After Yanovichi Liozno seemed to us almost Paris. All the streets were paved - this fact shocked me. At first we had no place for living. But later aunt Sifra and her family moved to Leningrad, and we lodged in her house. Her house was small and not very comfortable, therefore father dreamed to move to more suitable lodging. Soon we managed to buy our own house. It was situated not in the most Jewish district of the city, our neighbors were mainly Russians. Parents were always in good relations with neighbors: as they say, they did not argue about borders, but inter nos they spoke about neighbors not always respectfully.

Our house was not very big (we had not enough money for a bigger one), but for us it was cozy and quiet.
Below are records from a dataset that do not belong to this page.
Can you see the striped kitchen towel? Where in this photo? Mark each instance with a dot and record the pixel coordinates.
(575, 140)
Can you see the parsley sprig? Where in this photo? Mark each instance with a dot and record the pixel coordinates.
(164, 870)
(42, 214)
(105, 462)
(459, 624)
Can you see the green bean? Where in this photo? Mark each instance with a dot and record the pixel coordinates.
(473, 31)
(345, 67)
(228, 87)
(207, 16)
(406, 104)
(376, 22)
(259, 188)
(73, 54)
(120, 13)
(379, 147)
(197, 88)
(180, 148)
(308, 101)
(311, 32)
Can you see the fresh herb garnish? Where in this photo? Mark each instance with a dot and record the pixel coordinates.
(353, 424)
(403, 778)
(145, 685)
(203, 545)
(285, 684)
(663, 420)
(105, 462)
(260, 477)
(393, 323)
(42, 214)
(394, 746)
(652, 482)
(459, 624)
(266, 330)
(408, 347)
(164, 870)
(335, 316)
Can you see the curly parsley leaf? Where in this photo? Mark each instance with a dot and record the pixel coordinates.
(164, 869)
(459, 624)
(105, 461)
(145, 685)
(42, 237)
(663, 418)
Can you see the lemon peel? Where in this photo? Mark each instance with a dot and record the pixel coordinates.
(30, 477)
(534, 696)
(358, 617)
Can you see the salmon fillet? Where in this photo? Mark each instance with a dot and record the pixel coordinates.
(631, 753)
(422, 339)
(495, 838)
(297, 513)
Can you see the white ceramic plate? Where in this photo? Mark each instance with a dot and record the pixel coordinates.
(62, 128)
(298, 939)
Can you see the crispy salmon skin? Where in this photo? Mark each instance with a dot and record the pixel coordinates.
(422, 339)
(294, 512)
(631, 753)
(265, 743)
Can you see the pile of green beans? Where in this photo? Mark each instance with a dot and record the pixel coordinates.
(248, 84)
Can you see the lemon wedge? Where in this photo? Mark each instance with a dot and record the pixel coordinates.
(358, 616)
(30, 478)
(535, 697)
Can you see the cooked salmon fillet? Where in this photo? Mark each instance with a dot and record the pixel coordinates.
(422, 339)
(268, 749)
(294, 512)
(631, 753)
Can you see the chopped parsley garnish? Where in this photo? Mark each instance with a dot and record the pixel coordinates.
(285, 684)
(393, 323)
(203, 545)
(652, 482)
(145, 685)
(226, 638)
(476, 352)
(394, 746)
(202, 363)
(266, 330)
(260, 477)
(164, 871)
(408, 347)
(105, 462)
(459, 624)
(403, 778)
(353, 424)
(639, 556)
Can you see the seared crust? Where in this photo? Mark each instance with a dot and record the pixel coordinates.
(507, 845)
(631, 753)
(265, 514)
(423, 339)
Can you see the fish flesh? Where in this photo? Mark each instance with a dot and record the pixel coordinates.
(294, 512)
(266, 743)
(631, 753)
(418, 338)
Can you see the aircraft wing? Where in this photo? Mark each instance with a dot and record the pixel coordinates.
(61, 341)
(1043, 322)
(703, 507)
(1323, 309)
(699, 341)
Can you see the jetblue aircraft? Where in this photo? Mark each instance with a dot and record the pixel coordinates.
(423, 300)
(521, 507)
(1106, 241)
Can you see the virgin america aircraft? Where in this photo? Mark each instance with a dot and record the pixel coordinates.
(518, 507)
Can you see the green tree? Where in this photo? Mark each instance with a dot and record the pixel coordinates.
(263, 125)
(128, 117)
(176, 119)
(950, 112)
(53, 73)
There was stove heating and no water supply. Electricity supply appeared much later.

We had a large vegetable garden, a cow and hens. Later we even bought a pig, but only to plump it for sale (at home we never ate pork). When I grew up, it came to my mind that probably parents bought a pig to show the neighbors that they were not very religious Jews. You see, by that time Soviet authority already started struggle against religion, and it was possible to expect troubles.

When my younger brother grew up a little, Mum started working as a saleswoman in a food store. We all kept the house together. Each of us (children) had a certain task about the house, and I don't remember that some of us failed to fulfill it.

Two or three of father’s cousins lived in Liozno. We made friends with their children.

At home we had a lot of religious books and not many books of other kind. Most often books were brought home by my sister, who studied at a Belarus school. Her books were in Belarussian language. Later I started borrowing books at our school library.

Among us my sister was the most sociable and active. My elder brother was very clever and capable, he had pronounced aptitude for engineering. I also was not a fool, but very silent, therefore some people thought that I was unsociable. When Mum went to Torgsin stores to sell something, she took me with her, because she was sure that I would tell nobody about it. By the way, Mum never went to Torgsin stores in our city, we always went to the neighboring one. That was the way I went by train for the first time in my life. And by car I went for the first time very late in my life: probably already in the army. By the way, if we speak about technical achievements, I'd like to tell you that in our class only one boy had watches. Almost all teachers asked him 'What time is it now?' They had no watches.

In 1933 in Ukraine people were starving. We got to know about it, because in our city there appeared refugees from Ukraine, extremely famished. At our city it was a little bit better, but we had food card. People stood in lines to buy bread, and the ration decreased day by day. If we had no vegetable garden, we would not survive. We had to buy hay for our cow, and it was also not easy, because only a few owners sold it: every person keeping a cow wanted to keep hay.